そして自分の手とペンを見つめて「私」と言う。その頬にとろけるような微笑みを浮かべて。
「私、やっぱりこっち選んで正解だったなあ」
僕は思わずポテトを取り落とした。やわらかに、嬉しそうに笑う彼女から目が離せない。熱い。
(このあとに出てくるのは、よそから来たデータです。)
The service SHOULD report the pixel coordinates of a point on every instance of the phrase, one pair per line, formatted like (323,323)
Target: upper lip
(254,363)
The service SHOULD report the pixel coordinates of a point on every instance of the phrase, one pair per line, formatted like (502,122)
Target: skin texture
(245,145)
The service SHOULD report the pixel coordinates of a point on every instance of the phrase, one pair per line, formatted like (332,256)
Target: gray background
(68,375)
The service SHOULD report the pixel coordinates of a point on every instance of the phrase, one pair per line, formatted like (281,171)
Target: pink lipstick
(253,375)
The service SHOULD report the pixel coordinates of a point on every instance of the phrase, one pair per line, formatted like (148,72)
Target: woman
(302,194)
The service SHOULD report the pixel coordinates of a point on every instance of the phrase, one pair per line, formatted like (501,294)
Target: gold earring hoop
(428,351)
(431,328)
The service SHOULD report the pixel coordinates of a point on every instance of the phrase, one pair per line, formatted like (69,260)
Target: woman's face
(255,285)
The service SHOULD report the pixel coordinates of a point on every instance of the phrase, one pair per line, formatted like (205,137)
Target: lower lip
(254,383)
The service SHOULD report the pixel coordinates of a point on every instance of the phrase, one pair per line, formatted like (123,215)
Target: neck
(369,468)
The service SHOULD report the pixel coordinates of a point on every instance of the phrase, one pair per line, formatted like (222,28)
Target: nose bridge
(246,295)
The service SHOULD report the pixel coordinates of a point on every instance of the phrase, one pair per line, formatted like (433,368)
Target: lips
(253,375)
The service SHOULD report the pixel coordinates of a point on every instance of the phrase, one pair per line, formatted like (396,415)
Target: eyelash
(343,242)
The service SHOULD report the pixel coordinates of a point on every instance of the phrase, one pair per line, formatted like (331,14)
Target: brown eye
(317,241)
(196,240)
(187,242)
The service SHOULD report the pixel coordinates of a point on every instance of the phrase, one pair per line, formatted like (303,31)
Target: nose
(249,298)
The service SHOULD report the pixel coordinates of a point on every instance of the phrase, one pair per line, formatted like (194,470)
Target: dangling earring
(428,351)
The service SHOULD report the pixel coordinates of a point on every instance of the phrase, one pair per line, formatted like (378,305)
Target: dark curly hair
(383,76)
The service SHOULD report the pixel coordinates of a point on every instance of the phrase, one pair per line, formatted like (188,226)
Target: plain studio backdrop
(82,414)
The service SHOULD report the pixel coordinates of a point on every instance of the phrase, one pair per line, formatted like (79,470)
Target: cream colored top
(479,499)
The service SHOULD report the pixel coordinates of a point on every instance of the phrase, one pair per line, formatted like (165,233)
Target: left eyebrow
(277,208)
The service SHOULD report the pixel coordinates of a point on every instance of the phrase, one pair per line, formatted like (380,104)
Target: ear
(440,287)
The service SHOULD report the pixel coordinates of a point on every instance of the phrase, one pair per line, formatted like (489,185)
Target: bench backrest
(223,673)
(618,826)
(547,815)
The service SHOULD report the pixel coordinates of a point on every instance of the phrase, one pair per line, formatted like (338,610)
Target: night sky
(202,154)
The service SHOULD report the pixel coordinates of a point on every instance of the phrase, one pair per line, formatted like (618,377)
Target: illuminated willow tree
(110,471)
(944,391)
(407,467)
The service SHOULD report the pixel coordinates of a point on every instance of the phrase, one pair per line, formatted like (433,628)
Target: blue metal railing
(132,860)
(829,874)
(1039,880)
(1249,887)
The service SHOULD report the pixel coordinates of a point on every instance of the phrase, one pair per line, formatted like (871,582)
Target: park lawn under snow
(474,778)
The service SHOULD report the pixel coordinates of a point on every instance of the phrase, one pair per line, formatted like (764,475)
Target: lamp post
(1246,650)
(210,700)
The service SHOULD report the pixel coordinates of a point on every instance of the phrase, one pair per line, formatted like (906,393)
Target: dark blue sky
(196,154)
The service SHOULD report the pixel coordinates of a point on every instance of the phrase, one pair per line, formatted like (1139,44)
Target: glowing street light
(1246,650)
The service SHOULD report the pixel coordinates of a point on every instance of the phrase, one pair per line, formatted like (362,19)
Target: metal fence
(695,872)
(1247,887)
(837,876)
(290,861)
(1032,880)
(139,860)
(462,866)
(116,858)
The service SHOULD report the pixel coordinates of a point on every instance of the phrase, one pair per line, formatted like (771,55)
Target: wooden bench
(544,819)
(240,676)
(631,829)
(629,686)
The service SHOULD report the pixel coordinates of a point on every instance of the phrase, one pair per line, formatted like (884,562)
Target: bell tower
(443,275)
この熱の正体を確かめようとしたところで、僕は唐突に気が付いた。
「あ、わかった」
「なにがわかったの?」
「人生の正解ってやつ」
「え、ほんとに」
「たぶん」
僕が頷くと、葉原さんはテーブルから身を乗り出すようにした。
「それ教えてくれる?」
「うん」
人生。
そんなものを語るには僕はまだまだ若すぎるのかもしれない。けれどさっきの彼女の笑顔はとても素敵で、とても羨ましく見えた。
きっと僕が決めなきゃいけないんだ。
何を選ぶか。何を捨てるか。
そして、その選択を正解だったと笑えるようにするのが人生ってやつなんだろう。
「でも今じゃない」
僕は彼女を見つめる。
さっきまで隣に座っていて、今は目の前で笑っていて、明日からまた離れてしまう葉原さん。そんなの嫌だ、と確かに思う。
この気持ちが恋心だろうとお得感だろうと。
これからも僕は、彼女の傍にいたい。
「答えは追試の時間に教えるよ」
僕は彼女の名前を呼ぶ。
これが僕の選択だ。
「──明日、あの教室で待ってる」
彼女の手からペンが落下した。
かたん、と軽い音を立てて、ころころとテーブルの上を僕のペンが転がっていく。僕はその行く末を見守らない。
指先まで固まってしまった彼女は、耳まで真っ赤にして「……はい」と小さな声で返事をした。